Let’s be clear, for the vast majority of charities, paying Trustees to do their job would rightly be an anathema – not least to the Trustees themselves. But I think there are at least two - very different - situations when it might be appropriate.  

Firstly, is the voluntary approach the right one for those charities delivering major public services, funded by tens of millions of pounds of both statutory and voluntary money? For organisations of such size in the private and public sector, it is the norm to have a contract with non-execs to work an agreed number of days per month, for an agreed sum to undertake a clearly defined role. Most charities tick the last of these boxes. Some give guidance about the time commitment required. But few include a remuneration package.

Many charity Trustees balance their roles with a range of other duties, including full or part time paid posts. Human society is based around money. Even for the most altruistic, when you have a financial stake involved, is it almost unavoidable not to give this role more priority? Being paid can make you feel more accountable and responsible - and it sorts the bills. Even for those who view their volunteer role of equal importance to paid ones, when workload is high, and time is short, I suspect it is the role with the financial reward that takes priority.  

Paying some Trustees in some circumstances could provide a mechanism for increased accountability and commitment.  Other volunteer Board members would need to be mandated to monitor their activity and hold them account. Also, charity AGMs give other stakeholders the chance to interview the paid Trustees in the way shareholders can at company AGMs.  

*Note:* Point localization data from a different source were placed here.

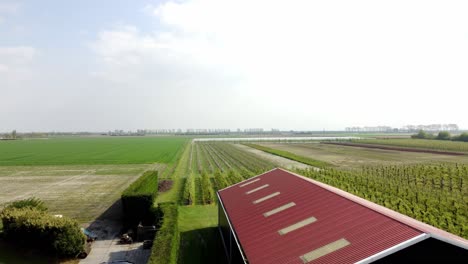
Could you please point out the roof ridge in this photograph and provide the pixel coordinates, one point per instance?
(403, 219)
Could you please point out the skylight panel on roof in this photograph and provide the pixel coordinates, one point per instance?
(257, 189)
(324, 250)
(297, 225)
(247, 183)
(279, 209)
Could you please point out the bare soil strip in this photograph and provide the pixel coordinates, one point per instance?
(394, 148)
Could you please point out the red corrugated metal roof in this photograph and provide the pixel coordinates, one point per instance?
(368, 232)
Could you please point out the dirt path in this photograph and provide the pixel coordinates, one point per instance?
(280, 161)
(107, 247)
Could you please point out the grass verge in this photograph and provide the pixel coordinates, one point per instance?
(200, 240)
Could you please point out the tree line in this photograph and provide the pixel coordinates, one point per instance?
(442, 135)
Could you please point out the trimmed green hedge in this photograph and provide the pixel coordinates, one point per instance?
(292, 156)
(165, 248)
(138, 199)
(36, 228)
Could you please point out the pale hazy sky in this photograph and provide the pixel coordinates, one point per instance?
(305, 65)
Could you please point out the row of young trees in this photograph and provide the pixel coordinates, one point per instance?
(442, 135)
(437, 195)
(214, 166)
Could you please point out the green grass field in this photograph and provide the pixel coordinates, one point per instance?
(90, 150)
(200, 239)
(441, 145)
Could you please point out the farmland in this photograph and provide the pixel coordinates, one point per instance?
(438, 145)
(77, 191)
(90, 150)
(80, 177)
(416, 184)
(346, 157)
(434, 194)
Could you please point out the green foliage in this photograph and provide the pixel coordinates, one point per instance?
(167, 241)
(443, 135)
(292, 156)
(422, 135)
(462, 137)
(212, 166)
(28, 203)
(139, 197)
(89, 150)
(37, 229)
(435, 194)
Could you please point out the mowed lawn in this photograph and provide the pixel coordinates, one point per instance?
(200, 241)
(90, 150)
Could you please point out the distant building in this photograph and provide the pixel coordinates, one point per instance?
(281, 217)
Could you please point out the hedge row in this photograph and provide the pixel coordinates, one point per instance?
(139, 197)
(36, 228)
(166, 244)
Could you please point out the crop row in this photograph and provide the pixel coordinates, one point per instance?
(214, 166)
(444, 145)
(437, 195)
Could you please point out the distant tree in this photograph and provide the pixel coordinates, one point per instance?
(444, 135)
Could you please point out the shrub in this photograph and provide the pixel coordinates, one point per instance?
(166, 244)
(36, 228)
(139, 197)
(29, 203)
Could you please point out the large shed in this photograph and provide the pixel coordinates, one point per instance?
(281, 217)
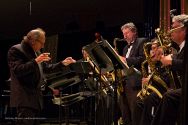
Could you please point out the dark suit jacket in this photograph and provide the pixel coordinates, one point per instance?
(25, 77)
(135, 59)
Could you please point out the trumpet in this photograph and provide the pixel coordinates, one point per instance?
(165, 43)
(106, 85)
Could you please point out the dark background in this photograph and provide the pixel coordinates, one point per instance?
(74, 22)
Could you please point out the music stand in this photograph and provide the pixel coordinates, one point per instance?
(106, 59)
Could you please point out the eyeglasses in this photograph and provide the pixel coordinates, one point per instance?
(41, 42)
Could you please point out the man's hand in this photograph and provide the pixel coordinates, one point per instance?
(68, 61)
(44, 57)
(166, 60)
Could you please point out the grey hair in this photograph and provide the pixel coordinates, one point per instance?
(180, 18)
(129, 25)
(33, 35)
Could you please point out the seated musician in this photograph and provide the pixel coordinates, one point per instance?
(169, 109)
(154, 76)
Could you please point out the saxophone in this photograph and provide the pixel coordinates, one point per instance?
(154, 75)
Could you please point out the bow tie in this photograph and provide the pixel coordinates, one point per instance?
(129, 45)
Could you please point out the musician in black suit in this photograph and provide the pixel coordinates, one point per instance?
(132, 55)
(27, 65)
(168, 112)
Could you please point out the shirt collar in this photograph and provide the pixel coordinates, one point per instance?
(181, 45)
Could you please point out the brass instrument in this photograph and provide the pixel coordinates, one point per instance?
(105, 82)
(165, 43)
(154, 75)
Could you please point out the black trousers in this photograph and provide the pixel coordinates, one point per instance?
(169, 108)
(27, 116)
(127, 102)
(145, 109)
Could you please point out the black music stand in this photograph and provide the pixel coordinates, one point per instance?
(106, 59)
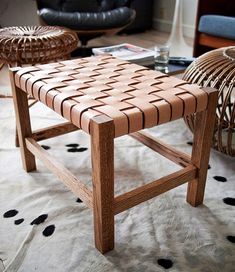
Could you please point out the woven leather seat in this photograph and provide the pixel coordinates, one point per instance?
(107, 98)
(133, 96)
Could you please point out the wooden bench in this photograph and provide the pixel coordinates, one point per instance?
(109, 98)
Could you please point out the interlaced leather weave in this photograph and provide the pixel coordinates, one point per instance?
(135, 97)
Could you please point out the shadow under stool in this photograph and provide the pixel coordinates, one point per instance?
(108, 98)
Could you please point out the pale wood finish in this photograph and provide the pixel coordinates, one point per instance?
(53, 131)
(102, 130)
(153, 189)
(102, 155)
(165, 150)
(214, 42)
(201, 148)
(75, 185)
(22, 123)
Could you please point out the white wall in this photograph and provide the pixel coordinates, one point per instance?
(164, 11)
(24, 12)
(18, 12)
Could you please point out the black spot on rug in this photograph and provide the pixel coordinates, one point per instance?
(229, 201)
(72, 145)
(19, 221)
(166, 263)
(46, 147)
(220, 178)
(10, 213)
(49, 230)
(231, 238)
(81, 149)
(40, 219)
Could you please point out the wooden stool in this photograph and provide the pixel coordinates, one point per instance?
(35, 44)
(108, 98)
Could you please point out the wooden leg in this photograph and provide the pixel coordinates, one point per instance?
(204, 128)
(102, 152)
(23, 124)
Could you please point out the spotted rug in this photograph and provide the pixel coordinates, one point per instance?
(44, 227)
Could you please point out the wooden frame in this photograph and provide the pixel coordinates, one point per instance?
(204, 42)
(102, 200)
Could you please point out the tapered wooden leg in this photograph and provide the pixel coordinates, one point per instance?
(102, 152)
(23, 124)
(204, 128)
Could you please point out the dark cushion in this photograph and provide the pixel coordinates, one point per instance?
(81, 6)
(118, 17)
(216, 25)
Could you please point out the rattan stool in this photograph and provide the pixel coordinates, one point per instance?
(20, 46)
(35, 44)
(217, 69)
(108, 98)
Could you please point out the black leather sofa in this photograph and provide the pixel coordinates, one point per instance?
(89, 18)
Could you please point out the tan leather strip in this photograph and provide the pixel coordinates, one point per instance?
(133, 96)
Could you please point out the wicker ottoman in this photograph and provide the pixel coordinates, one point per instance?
(217, 69)
(35, 44)
(108, 98)
(20, 46)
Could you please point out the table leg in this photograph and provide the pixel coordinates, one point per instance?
(204, 125)
(23, 124)
(102, 152)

I also think there is also an argument for sometimes paying Trustees who are users of charitable services. By definition, service users normally face significant challenges which may reduce their ability to earn money. We all know that charities often struggle to recruit users to their Boards. The fact that, as a rule, we expect them to serve in such roles in a voluntary capacity is probably a contributory factor to this. Paying them to provide personal insight and experience in the governance of charities could be a small price, but a wise investment.
 
Paying Trustees does of course already happen in some cases and it does not, of course, in itself ensure good governance. It raises issues around conflict of interest and might attract criticism from supporters and the media. But in certain circumstances, is it right or realistic to expect Trustees to undertake their duties with full diligence without considering this option?